N.J. Civic Information Consortium could get first cash infusion in Murphy’s revised budget
Gov. Phil Murphy signed a law creating the consortium in 2018, but it still has not received state dollars as promised. That could change now.
The New Jersey Civic Information Consortium, a first-of-its-kind public initiative to beef up local news coverage in the state, is set to receive its first infusion of funding more than two years after its inception.
Gov. Phil Murphy proposed a revised state budget last week in response to sinking revenues caused by the COVID-19 pandemic that included $500,000 for the project, which will provide grants to local news organizations and fund projects that increase journalism for underserved communities.
“We need local news now maybe more than ever,” said Mike Rispoli, director of the local news program at Free Press and a board member at the N.J. Civic Information Consortium.
“Right now, trustworthy and quality news and information is what is allowing people to know what is happening with their local school, or their local government, or where to get [coronavirus] tests, or what businesses are open and to support,” he added.
Although the consortium has amassed unpaid board members and established Montclair State University as its home base, it has yet to hire an executive director or award any grants because it hasn’t yet received a dollar of state funding.
When Gov.
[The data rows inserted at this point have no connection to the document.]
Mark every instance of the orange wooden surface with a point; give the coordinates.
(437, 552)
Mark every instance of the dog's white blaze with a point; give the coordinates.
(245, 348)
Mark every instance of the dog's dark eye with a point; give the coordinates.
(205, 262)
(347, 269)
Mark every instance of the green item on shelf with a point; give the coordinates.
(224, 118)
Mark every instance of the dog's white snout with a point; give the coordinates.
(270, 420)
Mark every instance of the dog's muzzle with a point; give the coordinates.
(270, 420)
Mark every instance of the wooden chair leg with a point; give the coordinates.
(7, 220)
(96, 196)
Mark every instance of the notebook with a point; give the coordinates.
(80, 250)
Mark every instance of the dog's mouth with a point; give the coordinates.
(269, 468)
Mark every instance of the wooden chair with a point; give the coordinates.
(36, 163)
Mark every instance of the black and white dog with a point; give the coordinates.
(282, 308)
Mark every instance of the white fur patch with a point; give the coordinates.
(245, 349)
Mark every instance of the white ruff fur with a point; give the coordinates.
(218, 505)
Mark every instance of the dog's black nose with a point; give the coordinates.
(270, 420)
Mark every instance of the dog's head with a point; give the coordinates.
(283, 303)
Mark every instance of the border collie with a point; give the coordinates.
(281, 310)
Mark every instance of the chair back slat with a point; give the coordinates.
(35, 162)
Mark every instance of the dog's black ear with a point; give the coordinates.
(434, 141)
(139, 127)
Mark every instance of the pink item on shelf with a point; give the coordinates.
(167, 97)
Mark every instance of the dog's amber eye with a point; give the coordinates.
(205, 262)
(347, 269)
Murphy signed the law establishing the consortium in 2018, he also announced that the $5 million allocated for the initiative was being used by the New Jersey Public
Broadcasting Authority for capital projects and emergency repairs and was unavailable.
The following year’s budget included $1 million for the consortium, but when Murphy signed the budget he froze $235 million in appropriations to make sure tax revenues could support the spending, including the money for the consortium.
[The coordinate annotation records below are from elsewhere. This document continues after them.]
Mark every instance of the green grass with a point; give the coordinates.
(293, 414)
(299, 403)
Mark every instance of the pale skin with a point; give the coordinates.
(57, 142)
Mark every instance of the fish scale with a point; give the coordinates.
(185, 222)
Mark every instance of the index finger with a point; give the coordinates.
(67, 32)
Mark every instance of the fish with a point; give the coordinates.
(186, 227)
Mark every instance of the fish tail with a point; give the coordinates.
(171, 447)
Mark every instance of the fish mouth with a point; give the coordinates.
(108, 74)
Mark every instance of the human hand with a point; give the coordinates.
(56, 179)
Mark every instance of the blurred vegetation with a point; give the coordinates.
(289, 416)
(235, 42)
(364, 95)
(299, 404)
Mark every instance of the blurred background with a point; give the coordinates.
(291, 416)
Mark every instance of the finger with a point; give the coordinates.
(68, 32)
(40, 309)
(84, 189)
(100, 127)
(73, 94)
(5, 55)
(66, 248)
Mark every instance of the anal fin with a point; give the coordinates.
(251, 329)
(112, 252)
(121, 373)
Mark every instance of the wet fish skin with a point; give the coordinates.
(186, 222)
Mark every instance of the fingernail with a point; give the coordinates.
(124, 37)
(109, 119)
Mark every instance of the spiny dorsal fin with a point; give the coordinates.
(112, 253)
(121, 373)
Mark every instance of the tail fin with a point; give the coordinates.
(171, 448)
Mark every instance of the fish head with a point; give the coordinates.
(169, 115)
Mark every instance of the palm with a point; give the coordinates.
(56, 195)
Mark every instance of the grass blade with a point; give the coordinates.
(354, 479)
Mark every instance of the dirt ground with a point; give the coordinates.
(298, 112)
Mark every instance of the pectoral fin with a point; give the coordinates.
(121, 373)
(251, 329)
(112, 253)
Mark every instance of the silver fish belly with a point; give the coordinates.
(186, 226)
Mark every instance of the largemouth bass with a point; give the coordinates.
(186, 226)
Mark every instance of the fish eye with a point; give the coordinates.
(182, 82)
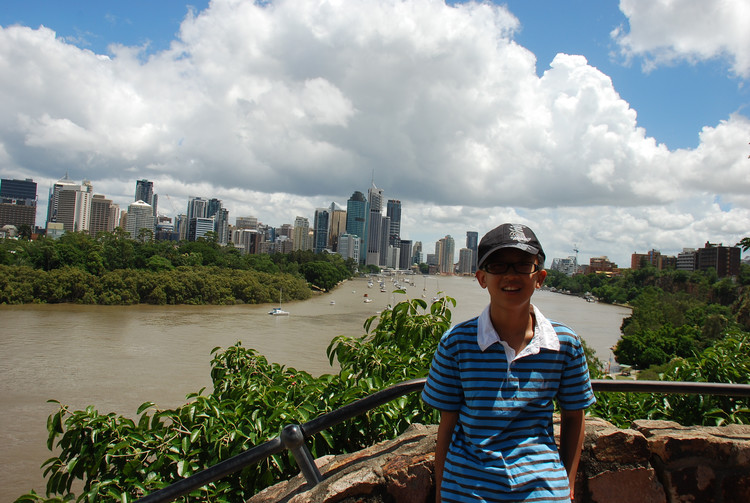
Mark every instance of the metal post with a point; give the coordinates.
(294, 439)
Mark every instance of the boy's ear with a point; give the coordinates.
(480, 278)
(540, 278)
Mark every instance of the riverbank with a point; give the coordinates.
(117, 357)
Although the administration unfroze that money in January, Rispoli said the consortium never received it before the coronavirus pandemic began and the state tightened its financial belt again, freezing spending across the board.
Now, if the legislature passes Murphy’s proposed budget, the consortium could finally see $500,000 this fall, the first funding it will have received but just 10% of its initial budget allocation.
Rispoli said the nonprofit consortium would use the seed money as a springboard to raise additional private funding to support its mission.
“Whether it’s $500,000 or $5 million, that isn’t going to make a significant dent in the very serious local news crisis happening in New Jersey. This $500,000 is a way for it to begin its work, but it’s going to have to raise money in order to rise to the occasion and meet the really great need that is there.”